Ya no es solamente
la bravuconería de aquellos que tras de un seudónimo o de un nombre de difícil comprobación, se dedican a
insultar impunemente, cuando no a amenazar directamente con un odio engendrado en
las entrañas del rencor. Es el recurso del cobarde que se ampara en el
anonimato para sacar los instintos más viles. Son los voceros del miedo y el
rencor y transmiten su podredumbre moral hasta convertir en hechos sus
palabras.
Son los hijos
de la ira. Son energúmenos amparados en la sordidez de sus propias ideas que proliferan en cuadrillas y saltan como resortes ante
cualquier opinión contraria a la de ellos. Ahora están pasando de las palabras
a los hechos. Todo aquel que cuestione el
credo trinitario que aglutina a la secta (la superioridad moral, el monopolio
de la ofensa y la exclusiva del ingenio) es susceptible de acabar en la
hoguera.
A Jean-François Revel le daba en la nariz que el supuesto cadáver aún
daría guerra. «El Muro —dijo entonces con el amargo escepticismo de los que
están de vuelta— cayó en Berlín, pero no en los cerebros». En efecto, el germen de imponer la razón por
la fuerza sigue presente en un sector de la izquierda intransigente que se está
instalando en la política española. Sacan a relucir los ideales y le dan
esquinazo a las ideas. Confeccionan prestigios a medida y miden las costillas
de los desafectos. Son los ínfimos inquisidores progresistas.

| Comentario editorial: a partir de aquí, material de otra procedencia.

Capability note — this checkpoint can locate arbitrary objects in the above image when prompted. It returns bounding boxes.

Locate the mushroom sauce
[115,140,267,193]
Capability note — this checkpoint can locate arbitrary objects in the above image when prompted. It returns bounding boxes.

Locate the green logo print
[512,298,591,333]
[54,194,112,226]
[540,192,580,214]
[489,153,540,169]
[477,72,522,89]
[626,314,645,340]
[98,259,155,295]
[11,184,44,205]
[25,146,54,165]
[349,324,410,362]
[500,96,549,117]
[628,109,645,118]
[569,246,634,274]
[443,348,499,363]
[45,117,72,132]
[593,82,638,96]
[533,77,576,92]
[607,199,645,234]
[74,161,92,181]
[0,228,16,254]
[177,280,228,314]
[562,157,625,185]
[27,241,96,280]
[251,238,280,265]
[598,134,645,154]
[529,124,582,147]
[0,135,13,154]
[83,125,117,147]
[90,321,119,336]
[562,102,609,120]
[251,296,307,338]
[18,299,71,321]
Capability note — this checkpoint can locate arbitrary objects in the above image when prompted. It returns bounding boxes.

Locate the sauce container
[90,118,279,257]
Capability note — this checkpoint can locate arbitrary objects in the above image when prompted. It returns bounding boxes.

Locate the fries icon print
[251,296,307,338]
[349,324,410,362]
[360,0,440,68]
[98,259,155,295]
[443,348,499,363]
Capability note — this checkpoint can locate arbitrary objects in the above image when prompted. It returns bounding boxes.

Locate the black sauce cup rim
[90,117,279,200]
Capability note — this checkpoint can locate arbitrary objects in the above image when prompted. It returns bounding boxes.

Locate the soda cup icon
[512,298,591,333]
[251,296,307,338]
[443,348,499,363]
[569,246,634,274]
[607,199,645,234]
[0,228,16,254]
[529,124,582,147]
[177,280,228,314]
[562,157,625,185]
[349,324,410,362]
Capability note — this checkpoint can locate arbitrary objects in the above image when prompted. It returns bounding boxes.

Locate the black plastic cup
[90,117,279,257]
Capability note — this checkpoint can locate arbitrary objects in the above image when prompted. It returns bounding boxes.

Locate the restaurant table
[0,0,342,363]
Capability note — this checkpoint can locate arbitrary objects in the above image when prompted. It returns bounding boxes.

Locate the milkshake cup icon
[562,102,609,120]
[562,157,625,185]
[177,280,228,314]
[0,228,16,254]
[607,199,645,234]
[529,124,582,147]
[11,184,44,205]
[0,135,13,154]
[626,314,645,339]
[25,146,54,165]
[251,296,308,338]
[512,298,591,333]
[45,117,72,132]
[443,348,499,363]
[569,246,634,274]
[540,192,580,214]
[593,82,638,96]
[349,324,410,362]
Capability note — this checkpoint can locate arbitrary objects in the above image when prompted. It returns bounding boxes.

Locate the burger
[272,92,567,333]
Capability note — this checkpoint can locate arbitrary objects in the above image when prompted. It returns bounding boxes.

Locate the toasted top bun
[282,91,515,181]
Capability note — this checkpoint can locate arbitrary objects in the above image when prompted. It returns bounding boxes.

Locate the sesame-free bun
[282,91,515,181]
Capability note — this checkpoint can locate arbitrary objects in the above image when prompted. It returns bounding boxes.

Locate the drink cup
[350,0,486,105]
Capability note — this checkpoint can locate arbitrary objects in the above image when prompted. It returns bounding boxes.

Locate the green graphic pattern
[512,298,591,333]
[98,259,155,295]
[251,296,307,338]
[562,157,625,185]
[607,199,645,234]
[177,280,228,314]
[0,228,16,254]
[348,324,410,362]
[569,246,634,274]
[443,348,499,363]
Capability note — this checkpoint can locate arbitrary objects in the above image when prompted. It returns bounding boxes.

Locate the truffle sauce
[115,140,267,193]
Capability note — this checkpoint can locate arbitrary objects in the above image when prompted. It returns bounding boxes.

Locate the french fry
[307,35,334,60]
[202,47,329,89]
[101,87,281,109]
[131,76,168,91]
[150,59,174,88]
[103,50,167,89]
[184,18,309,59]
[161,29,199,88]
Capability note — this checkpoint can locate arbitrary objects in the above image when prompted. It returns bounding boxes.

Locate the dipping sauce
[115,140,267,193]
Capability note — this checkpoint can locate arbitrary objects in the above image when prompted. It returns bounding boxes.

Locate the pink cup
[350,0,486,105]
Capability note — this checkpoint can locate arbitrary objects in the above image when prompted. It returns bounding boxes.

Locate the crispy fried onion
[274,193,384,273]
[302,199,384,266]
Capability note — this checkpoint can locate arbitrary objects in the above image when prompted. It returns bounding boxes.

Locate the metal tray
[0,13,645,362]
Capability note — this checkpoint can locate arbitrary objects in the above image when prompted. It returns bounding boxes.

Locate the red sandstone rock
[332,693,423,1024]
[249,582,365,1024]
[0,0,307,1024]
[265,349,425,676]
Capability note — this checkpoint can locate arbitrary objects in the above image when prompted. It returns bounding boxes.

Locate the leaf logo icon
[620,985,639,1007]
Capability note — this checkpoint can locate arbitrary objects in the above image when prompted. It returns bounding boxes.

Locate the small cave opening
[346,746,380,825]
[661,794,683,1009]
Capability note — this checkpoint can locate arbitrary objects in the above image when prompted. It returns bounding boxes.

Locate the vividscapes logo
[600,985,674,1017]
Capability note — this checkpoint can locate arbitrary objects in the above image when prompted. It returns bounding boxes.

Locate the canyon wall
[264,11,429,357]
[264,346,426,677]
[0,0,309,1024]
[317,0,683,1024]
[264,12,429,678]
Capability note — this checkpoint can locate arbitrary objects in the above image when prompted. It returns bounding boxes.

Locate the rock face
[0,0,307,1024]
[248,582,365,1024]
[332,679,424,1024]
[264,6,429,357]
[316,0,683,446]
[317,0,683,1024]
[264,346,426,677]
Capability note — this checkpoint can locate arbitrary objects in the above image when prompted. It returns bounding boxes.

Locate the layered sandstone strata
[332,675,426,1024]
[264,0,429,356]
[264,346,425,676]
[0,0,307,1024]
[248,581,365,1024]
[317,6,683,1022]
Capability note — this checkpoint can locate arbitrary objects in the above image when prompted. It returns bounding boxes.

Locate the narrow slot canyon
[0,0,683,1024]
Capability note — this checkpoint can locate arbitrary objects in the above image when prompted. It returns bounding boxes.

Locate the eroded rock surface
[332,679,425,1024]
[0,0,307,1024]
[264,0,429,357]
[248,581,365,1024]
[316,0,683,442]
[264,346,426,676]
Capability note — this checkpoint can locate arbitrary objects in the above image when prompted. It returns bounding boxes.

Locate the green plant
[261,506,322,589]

Representan una alegoría de la frustración de esa izquierda incapaz de
construir una mayoría alternativa desde los proyectos y las ideas, y que ante
sus reveses se consuela con la fanática aclamación de la violencia.

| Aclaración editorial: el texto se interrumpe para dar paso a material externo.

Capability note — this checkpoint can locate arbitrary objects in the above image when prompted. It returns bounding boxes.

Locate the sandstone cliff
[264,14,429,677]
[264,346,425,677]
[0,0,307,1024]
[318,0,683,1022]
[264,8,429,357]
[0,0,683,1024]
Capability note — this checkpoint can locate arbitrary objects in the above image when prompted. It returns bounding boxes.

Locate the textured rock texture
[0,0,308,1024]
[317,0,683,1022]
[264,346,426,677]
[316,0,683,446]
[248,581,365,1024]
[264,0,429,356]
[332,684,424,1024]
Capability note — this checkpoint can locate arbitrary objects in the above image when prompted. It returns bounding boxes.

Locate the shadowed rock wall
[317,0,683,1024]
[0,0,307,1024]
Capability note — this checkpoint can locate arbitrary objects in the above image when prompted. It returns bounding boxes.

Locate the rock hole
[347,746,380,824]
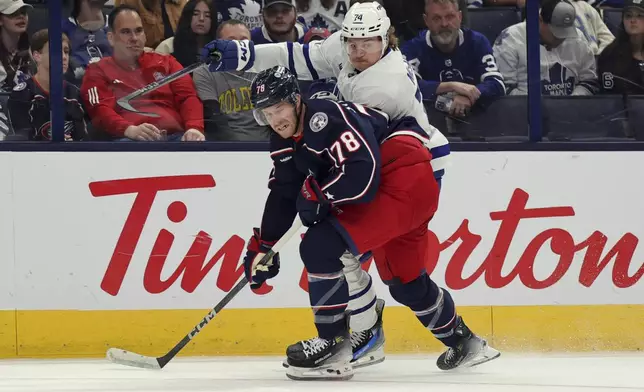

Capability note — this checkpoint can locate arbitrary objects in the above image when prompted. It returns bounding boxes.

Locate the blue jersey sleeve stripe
[302,44,320,80]
[286,42,297,78]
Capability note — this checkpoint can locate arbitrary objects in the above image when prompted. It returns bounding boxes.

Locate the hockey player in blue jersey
[401,0,505,117]
[244,66,499,380]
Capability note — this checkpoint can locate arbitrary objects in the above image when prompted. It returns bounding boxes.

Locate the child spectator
[296,0,349,33]
[0,0,33,91]
[81,6,205,141]
[156,0,217,67]
[63,0,112,84]
[215,0,264,30]
[598,0,644,94]
[114,0,186,48]
[8,30,87,141]
[494,0,598,95]
[194,19,270,142]
[250,0,306,45]
[401,0,505,117]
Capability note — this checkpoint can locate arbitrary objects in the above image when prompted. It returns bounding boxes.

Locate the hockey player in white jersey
[202,2,499,370]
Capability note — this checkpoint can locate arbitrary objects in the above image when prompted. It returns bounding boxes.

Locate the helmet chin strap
[293,95,304,136]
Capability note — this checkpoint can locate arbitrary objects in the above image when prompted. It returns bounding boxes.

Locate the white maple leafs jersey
[249,32,450,177]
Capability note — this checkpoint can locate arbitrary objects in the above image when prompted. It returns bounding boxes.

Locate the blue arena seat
[543,95,628,141]
[626,95,644,140]
[467,7,521,45]
[450,96,529,142]
[602,8,622,35]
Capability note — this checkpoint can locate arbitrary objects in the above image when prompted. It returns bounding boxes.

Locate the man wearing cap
[494,0,598,96]
[250,0,306,45]
[0,0,33,91]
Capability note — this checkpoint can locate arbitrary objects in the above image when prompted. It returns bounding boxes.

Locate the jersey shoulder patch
[309,112,329,132]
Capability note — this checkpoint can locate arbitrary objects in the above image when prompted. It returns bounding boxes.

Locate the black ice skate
[351,299,385,369]
[436,316,501,370]
[286,331,353,380]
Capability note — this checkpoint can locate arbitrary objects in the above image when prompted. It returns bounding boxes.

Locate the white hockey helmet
[340,1,391,54]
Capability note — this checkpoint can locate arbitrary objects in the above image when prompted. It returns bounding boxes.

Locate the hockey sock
[389,274,460,347]
[341,252,378,331]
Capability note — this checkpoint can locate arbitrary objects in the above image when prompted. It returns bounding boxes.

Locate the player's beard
[431,29,459,45]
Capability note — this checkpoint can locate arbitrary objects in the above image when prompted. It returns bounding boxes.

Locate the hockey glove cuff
[295,176,332,227]
[244,227,280,290]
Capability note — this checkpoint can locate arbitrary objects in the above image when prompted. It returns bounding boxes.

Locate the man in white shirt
[494,0,598,95]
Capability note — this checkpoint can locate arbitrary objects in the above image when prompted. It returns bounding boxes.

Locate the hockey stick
[107,218,302,369]
[116,52,221,117]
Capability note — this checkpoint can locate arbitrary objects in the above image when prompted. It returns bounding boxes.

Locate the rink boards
[0,152,644,357]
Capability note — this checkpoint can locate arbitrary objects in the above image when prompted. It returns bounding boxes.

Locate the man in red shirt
[81,6,205,141]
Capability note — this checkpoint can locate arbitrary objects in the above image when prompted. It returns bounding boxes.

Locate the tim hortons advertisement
[0,152,644,309]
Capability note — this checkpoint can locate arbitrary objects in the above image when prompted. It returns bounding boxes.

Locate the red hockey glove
[295,176,332,227]
[244,227,280,290]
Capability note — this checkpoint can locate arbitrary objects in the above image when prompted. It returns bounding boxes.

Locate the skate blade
[286,363,353,381]
[351,346,385,369]
[464,345,501,368]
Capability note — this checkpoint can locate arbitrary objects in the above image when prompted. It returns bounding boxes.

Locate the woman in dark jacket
[156,0,217,67]
[597,0,644,94]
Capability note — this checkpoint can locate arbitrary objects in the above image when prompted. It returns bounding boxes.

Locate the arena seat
[543,95,628,141]
[602,8,622,35]
[626,95,644,140]
[450,96,529,142]
[467,7,521,45]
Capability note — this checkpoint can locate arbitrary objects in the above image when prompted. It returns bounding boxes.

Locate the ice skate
[436,316,501,370]
[351,299,385,369]
[286,331,353,380]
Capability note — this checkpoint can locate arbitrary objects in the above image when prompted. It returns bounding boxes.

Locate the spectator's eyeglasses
[5,7,27,19]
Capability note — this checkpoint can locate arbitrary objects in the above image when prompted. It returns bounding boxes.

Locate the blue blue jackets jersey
[261,99,429,241]
[250,23,308,45]
[401,29,505,101]
[215,0,264,30]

El recurso a la bofetada, a la embestida, al garrotazo, constituye un
rasgo execrable de esa pasión viciada que los latinos tendemos a justificar
como una variante temperamental del debate político. El objetivo es tachar de fascista
al que discrepe y reducir al silencio a los herejes que no comparten sus ideas.Es un mal profundo el que existe en las colectividades que zanjan sus
disputas políticas con bocas partidas y/o patadas en los riñones. Una
enfermedad inoculada por el virus de la intransigencia, que a menudo traslada
la culpabilidad sobre las víctimas y tiende a exonerar a los verdugos con vagas
coartadas de hartazgo.
Cuando alguien, por su cuenta o por encargo, cree que su palabra más
clara está en sus puños o en sus pies, todo lo que el hombre ha evolucionado
regresa al origen del lenguaje de las piedras.